Guest post by Laura Zabel, Executive Director, Springboard for the Arts

It’s always feels good to be recognized for something that you are deeply passionate about. As a theater maker, arts advocate, and Executive Director of Springboard for the Arts, cultivating vibrant communities through artists making a living and a life is at the core of my work. So it’s an honor to see my community included on this list of Top 20 arts vibrant large communities. The metro region of Minneapolis and St. Paul gets on a lot of these kinds of lists – most livable, best parks, fittest cities, happiest communities. But we are also on a lot of lists that we don’t want to be on, because we have some of the highest rates of racial disparities in income, opportunity, and quality of life in the country.

Some of the cultural conditions that make our arts scene so vibrant are our longtime commitment to infrastructure, robust nonprofit and philanthropic sectors; and collaborative and thoughtful planning. Unfortunately, these parts of our culture also have a downside: risk aversion, inclination towards talking rather than acting, and entrenched and slow moving power structures—these, and other, factors contribute to our slow progress on the big challenges we are facing. These challenges demand creative thinking, new questions, and bold doing, which are all things that artists can help bring to the table. Our entrenched disparities are a thorny, wicked, systematic problem that will take more than just artists working by themselves to untangle and undo, but I am committed to the proposition that artists, as community members, through their creative processes, have a role to play in this change.

This is not a linear or simple process. The data collected and shared around numbers of artists, arts organizations, dollars spent, government support are a snapshot of the conditions in which we work – like counting the number of paintbrushes in our studio, or theater seats we have. We need to know those things, so that we can invest in the people and organizations doing the work with those resources. Then we need to take that information and use it to push us to action. In the same way that the creative process requires iteration, patience, and trust, our processes for social change must include those attributes. Artists also bring that to the table.

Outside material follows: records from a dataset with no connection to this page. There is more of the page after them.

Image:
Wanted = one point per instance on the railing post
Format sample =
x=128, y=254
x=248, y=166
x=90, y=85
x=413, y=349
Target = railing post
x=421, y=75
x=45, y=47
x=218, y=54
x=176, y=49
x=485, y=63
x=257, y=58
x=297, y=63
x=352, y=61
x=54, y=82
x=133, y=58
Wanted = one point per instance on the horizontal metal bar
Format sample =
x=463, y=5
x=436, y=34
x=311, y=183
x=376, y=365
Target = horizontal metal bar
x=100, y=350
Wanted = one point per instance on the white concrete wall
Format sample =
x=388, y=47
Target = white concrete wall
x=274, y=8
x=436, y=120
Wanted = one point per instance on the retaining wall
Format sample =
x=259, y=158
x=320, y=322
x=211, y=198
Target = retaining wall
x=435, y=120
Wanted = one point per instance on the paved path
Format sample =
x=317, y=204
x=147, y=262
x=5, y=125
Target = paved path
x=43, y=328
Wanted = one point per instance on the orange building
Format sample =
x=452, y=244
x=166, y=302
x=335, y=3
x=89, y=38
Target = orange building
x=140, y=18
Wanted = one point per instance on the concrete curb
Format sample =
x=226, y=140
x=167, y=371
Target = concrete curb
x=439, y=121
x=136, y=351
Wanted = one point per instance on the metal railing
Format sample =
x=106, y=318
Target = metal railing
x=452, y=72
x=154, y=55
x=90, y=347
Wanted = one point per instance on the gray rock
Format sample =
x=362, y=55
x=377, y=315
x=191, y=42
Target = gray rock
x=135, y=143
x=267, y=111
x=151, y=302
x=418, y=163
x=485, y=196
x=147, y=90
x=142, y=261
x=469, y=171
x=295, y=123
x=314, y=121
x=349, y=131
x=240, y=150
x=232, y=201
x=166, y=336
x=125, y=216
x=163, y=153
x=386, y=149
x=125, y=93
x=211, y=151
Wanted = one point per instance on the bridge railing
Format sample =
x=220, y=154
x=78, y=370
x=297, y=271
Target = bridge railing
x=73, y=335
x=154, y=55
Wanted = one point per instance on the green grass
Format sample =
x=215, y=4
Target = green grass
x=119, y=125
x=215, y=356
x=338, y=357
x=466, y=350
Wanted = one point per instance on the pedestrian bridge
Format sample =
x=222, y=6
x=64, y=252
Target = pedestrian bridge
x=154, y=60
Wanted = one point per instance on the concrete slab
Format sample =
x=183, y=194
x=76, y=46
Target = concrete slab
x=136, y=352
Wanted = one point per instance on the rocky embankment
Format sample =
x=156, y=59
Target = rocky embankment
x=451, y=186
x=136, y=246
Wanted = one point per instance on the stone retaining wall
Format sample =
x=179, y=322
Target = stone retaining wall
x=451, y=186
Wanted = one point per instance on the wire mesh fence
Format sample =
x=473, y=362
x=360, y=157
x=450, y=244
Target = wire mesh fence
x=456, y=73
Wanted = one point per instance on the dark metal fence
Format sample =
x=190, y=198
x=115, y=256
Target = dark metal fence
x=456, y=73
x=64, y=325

If I am hopeful in this moment, it is because our vibrant arts community is pushing our broader community forward, and bringing its creative resources to make change happen. Artists like Leon Wang, Jayanthi Kyle, Jacob Ladda, BlackOut Improv, Justice Choir and so many more show up for social justice, lead creative protest, and draw attention to the disparities in our community. Arts organizations that create meaningful opportunities for the community to connect and celebrate, events like In the Heart of the Beast’s May Day Parade, the Minneapolis Monarch Festival – Festival de la Monarca, and our wide array of art crawls, open studios, and festivals create genuine opportunities to build reflective, responsive networks. Our organizations, funders, and community stakeholders should continue to build that trust by supporting those artists and organizations – particularly culturally specific or historically under-invested organizations.

At Springboard, we are pushing ourselves to be more of a resource in this process. In partnership with Emergency Arts, we are currently piloting a Community Emergency Relief Fund, that opens up fast, flexible financial support to artists working on a project that addresses an emergency in their community. We who are in positions of power need to make our organizations more open and responsive, so we can build resilience, creative capacity, and meaningful change in our communities, change that is driven by the people who make up our communities, and by their vision. This what vibrancy must look like for our future.